Q: Guy, with all the emotional suspense of the movie and the mystery-thriller aspect, how did the experience of telling this story compare to telling the story in Memento?

Guy Pearce: How did it compare? Well, I don’t know how to answer that.

Q: Was one more emotionally taxing than the other?

Guy Pearce: Memento was faster and more furious; and Chris (Nolan) and Mark are very different people. It’s different because you’re surrounded by a different group of people, I think. I don’t know, I think even though Mark kind of knew – the film that’s there on the page is pretty much the film that’s there on the screen, but I feel like there was a more... Well, this is going to sound like the Memento experience was kind of insensitive, ‘cause it wasn’t; it was very sensitive. But I feel like this experience – I was probably quite a different person by the time I did this film than when I did Memento as well.
 
Chris Nolan is very articulate and very clear cut, and he’s incredibly sort of deft when it comes to technical stuff, and he said to me initially, ‘I’m not really sure how I work with the actors.’ He’s far more technical, I suppose, whereas Mark is far more connected emotionally. But in saying that, that’s not to say that Mark is not technical and that’s not to say that Chris is not emotional. I’m just trying to find some sort of difference, I suppose, between the two. But Memento was fast and furious – (to Mark) how many days did we shoot this in?

Mark Fergus: I think 29 days.

Guy Pearce: 29; Memento was 24 or 25 days. Memento felt like we were just running around like crazy; ‘We’ve done this, now let’s run to the next location.’ And it kind of took that– there was just a different vibe. Chris and Wally (Pfister, director of photography on Memento) are just fast and furious guys, whereas our team was pretty chilled, I suppose. I mean, Richard (Fox, first assistant director???) is pretty snappy (snaps his fingers), I suppose, but it was a sort of chilled vibe about this film in a way. I don’t know how chilled you were directing your first movie, but it was pretty chilled –

Mark Fergus: No, it was definitely – I think we wanted to discover more, we didn’t want to know exactly how every scene was going to -- we knew what we wanted, we knew where we were starting from, but we wanted to let some chaos into the process.

Guy Pearce: And I think Memento is kind of a technical miracle, really; it really is a kind of a machine that you really don’t understand until it’s up there on the screen – and I think the only person who fully understood it was Chris. And I was certainly able to do my job emotionally, but I don’t think I was really aware of how brilliant a thing it was until I saw the finished product; whereas this felt more like a normal film, organic, and we did a lot of discussing about the character, this, that and the other, and the relationships between the characters, and so it was kind of different in a way.
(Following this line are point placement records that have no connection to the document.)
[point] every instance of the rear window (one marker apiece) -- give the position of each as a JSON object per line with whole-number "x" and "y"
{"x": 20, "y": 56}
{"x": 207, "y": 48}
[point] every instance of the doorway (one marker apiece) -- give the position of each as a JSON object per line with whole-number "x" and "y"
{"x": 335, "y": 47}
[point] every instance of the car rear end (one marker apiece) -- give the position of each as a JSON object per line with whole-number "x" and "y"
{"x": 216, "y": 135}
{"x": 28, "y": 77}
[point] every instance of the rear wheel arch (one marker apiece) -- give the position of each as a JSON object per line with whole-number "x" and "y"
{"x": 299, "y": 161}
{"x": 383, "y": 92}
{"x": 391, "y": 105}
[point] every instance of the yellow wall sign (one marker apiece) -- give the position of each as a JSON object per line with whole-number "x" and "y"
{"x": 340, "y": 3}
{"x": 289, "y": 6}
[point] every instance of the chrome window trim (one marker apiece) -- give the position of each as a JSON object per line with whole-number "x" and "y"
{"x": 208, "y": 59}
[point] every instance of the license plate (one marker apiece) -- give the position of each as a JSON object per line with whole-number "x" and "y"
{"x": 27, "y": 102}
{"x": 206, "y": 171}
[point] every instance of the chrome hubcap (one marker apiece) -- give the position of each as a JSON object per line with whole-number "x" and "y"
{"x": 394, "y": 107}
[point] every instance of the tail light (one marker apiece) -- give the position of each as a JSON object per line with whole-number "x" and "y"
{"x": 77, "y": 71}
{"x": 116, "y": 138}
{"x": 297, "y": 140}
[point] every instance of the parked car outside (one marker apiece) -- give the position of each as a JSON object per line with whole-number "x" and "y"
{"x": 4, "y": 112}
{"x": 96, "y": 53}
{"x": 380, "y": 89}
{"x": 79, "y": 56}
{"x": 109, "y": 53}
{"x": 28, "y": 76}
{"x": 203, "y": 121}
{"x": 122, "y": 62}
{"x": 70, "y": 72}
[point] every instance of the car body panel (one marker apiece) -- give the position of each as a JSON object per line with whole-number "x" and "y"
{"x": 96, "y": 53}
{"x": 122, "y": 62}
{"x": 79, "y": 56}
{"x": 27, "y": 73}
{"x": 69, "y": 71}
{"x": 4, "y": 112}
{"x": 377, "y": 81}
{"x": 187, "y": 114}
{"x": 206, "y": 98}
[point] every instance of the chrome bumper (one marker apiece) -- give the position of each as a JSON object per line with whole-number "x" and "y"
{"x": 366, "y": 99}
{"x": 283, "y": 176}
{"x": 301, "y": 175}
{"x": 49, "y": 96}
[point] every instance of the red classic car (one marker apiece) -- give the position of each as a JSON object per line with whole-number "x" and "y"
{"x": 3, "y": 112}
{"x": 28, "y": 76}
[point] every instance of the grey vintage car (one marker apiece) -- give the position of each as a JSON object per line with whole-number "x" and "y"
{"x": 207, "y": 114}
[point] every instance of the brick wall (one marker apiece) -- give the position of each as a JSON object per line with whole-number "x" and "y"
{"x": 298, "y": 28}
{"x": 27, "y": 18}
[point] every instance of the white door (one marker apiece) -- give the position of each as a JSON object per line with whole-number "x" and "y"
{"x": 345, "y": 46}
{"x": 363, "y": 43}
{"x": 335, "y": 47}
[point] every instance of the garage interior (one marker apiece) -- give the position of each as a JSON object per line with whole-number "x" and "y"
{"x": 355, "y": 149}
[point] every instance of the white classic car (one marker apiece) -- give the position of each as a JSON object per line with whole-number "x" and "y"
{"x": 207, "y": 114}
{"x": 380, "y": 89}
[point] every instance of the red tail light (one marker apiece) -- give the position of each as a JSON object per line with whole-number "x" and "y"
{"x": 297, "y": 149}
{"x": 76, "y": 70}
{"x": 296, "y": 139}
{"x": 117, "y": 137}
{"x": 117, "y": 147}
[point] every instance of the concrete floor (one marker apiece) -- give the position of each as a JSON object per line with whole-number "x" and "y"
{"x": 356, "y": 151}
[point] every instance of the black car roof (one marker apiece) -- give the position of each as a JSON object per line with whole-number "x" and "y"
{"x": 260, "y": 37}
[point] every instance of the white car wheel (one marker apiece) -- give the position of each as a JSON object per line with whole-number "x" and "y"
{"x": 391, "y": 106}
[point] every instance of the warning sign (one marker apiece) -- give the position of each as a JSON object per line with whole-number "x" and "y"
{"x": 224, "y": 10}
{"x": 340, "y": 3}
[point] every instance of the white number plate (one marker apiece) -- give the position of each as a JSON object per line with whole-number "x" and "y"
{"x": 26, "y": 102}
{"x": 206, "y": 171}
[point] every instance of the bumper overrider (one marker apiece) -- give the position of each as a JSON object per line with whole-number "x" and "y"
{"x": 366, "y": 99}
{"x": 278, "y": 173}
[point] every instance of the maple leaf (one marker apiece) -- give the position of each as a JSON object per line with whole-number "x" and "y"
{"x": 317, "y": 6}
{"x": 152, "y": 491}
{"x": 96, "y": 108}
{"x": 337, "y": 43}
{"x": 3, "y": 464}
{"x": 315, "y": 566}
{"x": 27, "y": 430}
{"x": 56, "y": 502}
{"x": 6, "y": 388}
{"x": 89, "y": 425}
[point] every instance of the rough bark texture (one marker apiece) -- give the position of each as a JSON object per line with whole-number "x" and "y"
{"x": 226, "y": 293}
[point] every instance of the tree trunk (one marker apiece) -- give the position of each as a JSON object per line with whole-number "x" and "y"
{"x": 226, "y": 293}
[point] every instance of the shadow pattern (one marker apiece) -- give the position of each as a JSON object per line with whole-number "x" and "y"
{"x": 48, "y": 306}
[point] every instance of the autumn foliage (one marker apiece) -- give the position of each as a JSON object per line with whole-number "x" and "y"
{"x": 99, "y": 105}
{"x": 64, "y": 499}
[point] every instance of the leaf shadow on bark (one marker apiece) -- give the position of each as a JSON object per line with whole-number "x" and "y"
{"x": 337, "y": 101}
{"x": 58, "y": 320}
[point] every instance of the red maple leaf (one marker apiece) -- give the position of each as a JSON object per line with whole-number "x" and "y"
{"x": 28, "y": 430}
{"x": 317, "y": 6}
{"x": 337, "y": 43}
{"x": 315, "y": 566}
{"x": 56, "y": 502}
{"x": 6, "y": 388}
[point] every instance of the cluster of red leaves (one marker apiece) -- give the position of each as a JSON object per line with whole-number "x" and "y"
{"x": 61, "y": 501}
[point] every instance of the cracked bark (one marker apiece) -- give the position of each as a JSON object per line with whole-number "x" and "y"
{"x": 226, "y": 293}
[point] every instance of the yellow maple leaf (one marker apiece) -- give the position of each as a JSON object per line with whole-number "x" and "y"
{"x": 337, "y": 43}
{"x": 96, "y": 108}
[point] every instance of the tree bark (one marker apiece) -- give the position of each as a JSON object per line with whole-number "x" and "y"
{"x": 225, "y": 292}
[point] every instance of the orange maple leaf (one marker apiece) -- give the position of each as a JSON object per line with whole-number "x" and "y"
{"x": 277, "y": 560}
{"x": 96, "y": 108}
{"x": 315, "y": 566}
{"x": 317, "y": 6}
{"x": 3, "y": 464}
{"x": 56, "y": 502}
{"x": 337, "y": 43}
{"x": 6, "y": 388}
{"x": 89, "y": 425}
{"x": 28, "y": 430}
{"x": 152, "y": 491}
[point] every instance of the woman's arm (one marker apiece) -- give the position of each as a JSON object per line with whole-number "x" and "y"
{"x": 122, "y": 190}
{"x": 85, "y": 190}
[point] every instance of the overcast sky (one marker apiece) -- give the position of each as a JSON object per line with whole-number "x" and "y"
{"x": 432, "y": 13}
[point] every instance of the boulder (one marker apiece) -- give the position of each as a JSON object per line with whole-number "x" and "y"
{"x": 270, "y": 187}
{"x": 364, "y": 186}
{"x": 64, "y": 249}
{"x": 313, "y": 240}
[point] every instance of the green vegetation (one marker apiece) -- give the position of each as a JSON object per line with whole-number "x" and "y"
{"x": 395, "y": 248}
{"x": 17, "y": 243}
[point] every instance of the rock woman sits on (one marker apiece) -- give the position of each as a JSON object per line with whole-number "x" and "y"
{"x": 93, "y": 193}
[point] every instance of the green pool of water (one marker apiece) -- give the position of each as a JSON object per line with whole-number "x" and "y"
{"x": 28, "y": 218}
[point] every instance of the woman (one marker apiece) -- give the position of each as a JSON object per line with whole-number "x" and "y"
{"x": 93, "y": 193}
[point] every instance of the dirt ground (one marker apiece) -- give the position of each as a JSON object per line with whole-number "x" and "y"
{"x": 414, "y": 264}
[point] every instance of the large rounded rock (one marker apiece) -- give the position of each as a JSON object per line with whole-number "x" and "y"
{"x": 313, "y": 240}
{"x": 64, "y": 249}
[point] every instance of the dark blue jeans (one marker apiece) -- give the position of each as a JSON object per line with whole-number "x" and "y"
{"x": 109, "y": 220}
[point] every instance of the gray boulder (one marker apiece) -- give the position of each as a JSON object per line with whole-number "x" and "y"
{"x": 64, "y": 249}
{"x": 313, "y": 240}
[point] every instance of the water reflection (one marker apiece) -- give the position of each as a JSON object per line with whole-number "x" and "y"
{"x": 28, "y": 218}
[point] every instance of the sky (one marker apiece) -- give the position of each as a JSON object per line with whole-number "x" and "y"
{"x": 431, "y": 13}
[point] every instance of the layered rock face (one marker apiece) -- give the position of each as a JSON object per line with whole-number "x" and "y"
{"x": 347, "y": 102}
Q: Do different directorial approaches affect your performance as an actor?

Guy Pearce: Yeah, sometimes it just depends on how safe and secure you feel; that’s my first thing, you know. When I go into a photo session with somebody, and if their attitude isn’t right, I immediately feel insecure – like a kid who doesn’t know what the hell they’re doing. And yet someone else can go, ‘No, what you’re doing is great.’ ‘Cool.’ And you’re immediately relaxed; and it’s amazing how you can go from that place to that place depending who you’re talking to.

Q: What are you doing next?

Guy Pearce: I don’t know what I’m doing next.

Q: What have you done recently?

Guy Pearce: I finished doing Death Defying Acts with Catherine Zeta Jones in England with Gillian Armstrong directing, which is sort of a fictional story about a woman and her daughter in the 20’s in Scotland, who have – funny enough (laughs) -- a psychic act. Houdini, on his world tour, stops off in Scotland and makes this announcement -- which was true -- that anybody who could come forward with his mother’s last dying words would win themselves $10,000, which was a huge amount of money in that time. So they’ve taken that idea, and made it as a sad sort of fictional account of these two people coming together, and Houdini really acting as a catalyst for what then happens to Catherine’s character. I play Houdini, but it’s not a biopic, or anything like that.

"First Snow” opens in theaters on March 23rd.